Dropout Twice Again! This Time It Achieved SOTA on Supervised Tasks

By 苏剑林 | July 01, 2021

Readers who follow new developments in NLP are likely impressed by SimCSE released in April. By simply "applying Dropout twice" to construct positive samples for contrastive learning, it achieved across-the-board SOTA results in unsupervised semantic similarity tasks. Coincidentally, the recent paper "R-Drop: Regularized Dropout for Neural Networks" proposed R-Drop, which applies the idea of "Dropout twice" to supervised tasks. Almost every experimental result showed significant improvements. Furthermore, the author found in his own experiments that it also performs impressively in semi-supervised tasks.

The simple act of "Dropout twice" surprisingly yields a "decathlon-like" performance. This article introduces R-Drop and shares the author's thoughts on the underlying principles.

SimCSE

In "Are Chinese Tasks Still SOTA? We Added Some Experiments to SimCSE", we already introduced SimCSE. Briefly, SimCSE is a contrastive learning scheme for NLP. The standard contrastive learning workflow involves passing the same sample through different data augmentation methods to obtain a positive sample pair, while all other samples in the batch are treated as negative samples. The loss is then used to reduce the distance between positive samples and increase the distance between negative samples.

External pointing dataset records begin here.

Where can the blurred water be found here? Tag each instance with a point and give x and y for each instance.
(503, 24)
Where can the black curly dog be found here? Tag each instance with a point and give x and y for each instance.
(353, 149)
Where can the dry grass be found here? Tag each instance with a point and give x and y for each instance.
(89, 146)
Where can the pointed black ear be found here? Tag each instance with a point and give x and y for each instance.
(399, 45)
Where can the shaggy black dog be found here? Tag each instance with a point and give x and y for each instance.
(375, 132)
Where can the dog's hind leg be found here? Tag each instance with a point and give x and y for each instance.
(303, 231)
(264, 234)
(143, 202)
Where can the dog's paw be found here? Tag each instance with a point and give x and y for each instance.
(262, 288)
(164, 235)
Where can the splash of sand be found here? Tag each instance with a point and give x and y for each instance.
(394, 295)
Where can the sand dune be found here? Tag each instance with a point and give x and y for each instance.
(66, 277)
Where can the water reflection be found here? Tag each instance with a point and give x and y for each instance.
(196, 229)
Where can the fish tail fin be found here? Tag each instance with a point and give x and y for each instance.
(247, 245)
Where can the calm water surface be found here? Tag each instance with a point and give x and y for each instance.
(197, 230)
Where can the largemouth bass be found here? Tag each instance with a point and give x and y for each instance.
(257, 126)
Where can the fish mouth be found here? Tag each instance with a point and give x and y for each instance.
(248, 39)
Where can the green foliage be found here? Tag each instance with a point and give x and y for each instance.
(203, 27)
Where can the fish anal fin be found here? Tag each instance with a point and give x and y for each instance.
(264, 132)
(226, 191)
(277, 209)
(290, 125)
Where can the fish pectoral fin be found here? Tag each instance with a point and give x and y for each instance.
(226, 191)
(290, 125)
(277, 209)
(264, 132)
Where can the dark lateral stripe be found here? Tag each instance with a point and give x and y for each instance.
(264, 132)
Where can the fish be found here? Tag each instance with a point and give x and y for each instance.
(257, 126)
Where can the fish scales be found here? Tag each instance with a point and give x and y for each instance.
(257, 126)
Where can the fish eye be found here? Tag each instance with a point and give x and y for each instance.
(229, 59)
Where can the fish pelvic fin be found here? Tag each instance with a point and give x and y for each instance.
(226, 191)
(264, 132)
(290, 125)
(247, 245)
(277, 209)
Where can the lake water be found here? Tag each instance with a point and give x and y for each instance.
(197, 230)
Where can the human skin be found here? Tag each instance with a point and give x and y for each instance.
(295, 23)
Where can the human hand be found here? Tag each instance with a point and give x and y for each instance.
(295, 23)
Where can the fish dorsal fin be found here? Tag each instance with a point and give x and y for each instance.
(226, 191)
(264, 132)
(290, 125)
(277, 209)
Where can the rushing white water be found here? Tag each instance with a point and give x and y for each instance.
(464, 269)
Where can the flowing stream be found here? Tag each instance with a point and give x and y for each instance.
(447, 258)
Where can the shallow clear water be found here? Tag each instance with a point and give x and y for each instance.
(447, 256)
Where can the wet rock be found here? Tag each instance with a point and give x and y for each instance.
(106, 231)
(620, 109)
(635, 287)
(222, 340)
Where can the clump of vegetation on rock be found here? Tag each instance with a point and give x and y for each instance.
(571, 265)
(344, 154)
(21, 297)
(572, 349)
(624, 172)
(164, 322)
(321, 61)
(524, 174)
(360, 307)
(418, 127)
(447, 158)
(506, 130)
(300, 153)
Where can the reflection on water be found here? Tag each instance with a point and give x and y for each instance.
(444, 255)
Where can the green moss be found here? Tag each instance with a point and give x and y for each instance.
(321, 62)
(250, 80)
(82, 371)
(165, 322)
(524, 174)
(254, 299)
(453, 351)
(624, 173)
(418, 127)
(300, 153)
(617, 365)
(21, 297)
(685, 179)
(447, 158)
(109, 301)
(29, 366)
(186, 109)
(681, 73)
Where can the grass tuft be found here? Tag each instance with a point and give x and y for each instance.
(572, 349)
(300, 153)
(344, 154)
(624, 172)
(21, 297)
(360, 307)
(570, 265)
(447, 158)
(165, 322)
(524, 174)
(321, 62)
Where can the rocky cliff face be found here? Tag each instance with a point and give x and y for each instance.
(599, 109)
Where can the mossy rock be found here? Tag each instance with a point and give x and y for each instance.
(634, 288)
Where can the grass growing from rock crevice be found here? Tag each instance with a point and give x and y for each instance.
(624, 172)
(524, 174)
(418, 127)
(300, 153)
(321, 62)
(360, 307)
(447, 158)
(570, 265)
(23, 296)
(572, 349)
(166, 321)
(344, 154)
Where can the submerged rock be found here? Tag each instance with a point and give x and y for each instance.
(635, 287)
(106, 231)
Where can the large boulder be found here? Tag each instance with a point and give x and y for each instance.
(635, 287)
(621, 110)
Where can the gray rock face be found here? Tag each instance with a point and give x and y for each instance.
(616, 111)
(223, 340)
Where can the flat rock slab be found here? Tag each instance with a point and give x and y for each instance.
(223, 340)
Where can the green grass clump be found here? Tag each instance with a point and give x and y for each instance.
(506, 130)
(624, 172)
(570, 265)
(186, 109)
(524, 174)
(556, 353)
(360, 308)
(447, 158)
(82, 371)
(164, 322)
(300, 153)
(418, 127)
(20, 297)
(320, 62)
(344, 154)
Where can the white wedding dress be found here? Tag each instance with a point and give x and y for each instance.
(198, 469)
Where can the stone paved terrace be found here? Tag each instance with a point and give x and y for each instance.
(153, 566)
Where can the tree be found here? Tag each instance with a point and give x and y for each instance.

The main difficulty lies in the data augmentation methods. For NLP, it is difficult to manually construct data augmentations that guarantee semantic invariance. SimCSE avoids manual data augmentation by using "Dropout twice" to obtain different feature vectors for the same input, treating them as a positive sample pair. Curiously, this simple "Dropout twice" approach seems like a compromise, but ablation studies found it to be superior to almost all other data augmentation methods. It is truly a case of "great truths are often simple."

SimCSE Diagram

In implementation, SimCSE is quite simple. To "Dropout twice," you only need to repeatedly input the same sample into the model and calculate the corresponding loss, as shown in the figure above. Due to the randomness of Dropout, the Dropout pattern for each sample is different. Therefore, simply repeating the samples achieves the "Dropout twice" effect.

R-Drop

From the results, SimCSE aims for Dropout to not have an excessive impact on the model's output—that is, the model output should be robust to Dropout. Clearly, this "Dropout twice" idea can be generalized to general tasks, which is R-Drop (Regularized Dropout).

Classification Problems

In the author's view, R-Drop is highly related to SimCSE and was likely inspired by it. However, the R-Drop paper does not cite SimCSE, which is somewhat mysterious.

R-Drop Diagram

Taking a classification problem as an example, with training data $\{x_i, y_i\}_{i=1}^n$ and model $P_{\theta}(y|x)$, the loss for each sample is typically cross-entropy: \begin{equation}\mathcal{L}_i = -\log P_{\theta}(y_i|x_i)\end{equation} Under the "Dropout twice" scenario, we can consider the samples to have passed through two slightly different models, which we denote as $P_{\theta}^{(1)}(y|x)$ and $P_{\theta}^{(2)}(y|x)$. In this case, the R-Drop loss consists of two parts. One part is the standard cross-entropy: \begin{equation}\mathcal{L}_i^{(CE)} = -\log P_{\theta}^{(1)}(y_i|x_i) -\log P_{\theta}^{(2)}(y_i|x_i)\label{eq:ce}\end{equation} The other part is the symmetric KL divergence between the two models, which encourages the outputs of different Dropout versions of the model to be as consistent as possible: \begin{equation}\mathcal{L}_i^{(KL)} = \frac{1}{2}\big[KL\left(P_{\theta}^{(2)}(y|x_i)\big\Vert P_{\theta}^{(1)}(y|x_i)\right) + KL\left(P_{\theta}^{(1)}(y|x_i)\big\Vert P_{\theta}^{(2)}(y|x_i)\right)\big]\label{eq:kl}\end{equation} The final loss is a weighted sum of the two losses: \begin{equation}\mathcal{L}_i = \mathcal{L}_i^{(CE)} + \alpha\mathcal{L}_i^{(KL)}\end{equation} In other words, it adds a regularization term to the standard cross-entropy to strengthen model robustness.

General Form

Some readers might ask what the $KL$ term should be replaced with for non-classification problems. In fact, the original paper did not experiment with non-classification problems, but we can supplement it here. We can note that: \begin{equation}-\log P_{\theta}(y_i|x_i) = KL\left(\text{one\_hot}(y_i)\big\Vert P_{\theta}(y|x_i)\right)\end{equation} Thus, $\mathcal{L}_i$ is simply repeated use of $KL$ divergence. Its general form is: \begin{equation}\mathcal{L}_i = \mathcal{D}\left(y_i, f_{\theta}^{(1)}(x_i)\right)+\mathcal{D}\left(y_i, f_{\theta}^{(2)}(x_i)\right) + \frac{\alpha}{2} \left[\mathcal{D}\left(f_{\theta}^{(2)}(x_i), f_{\theta}^{(1)}(x_i)\right)+\mathcal{D}\left(f_{\theta}^{(1)}(x_i), f_{\theta}^{(2)}(x_i)\right)\right]\end{equation} Therefore, for non-classification problems, we replace $\mathcal{D}$ with an appropriate metric (instead of $KL$ divergence).

Experimental Results

Let's first look at the experimental results of R-Drop.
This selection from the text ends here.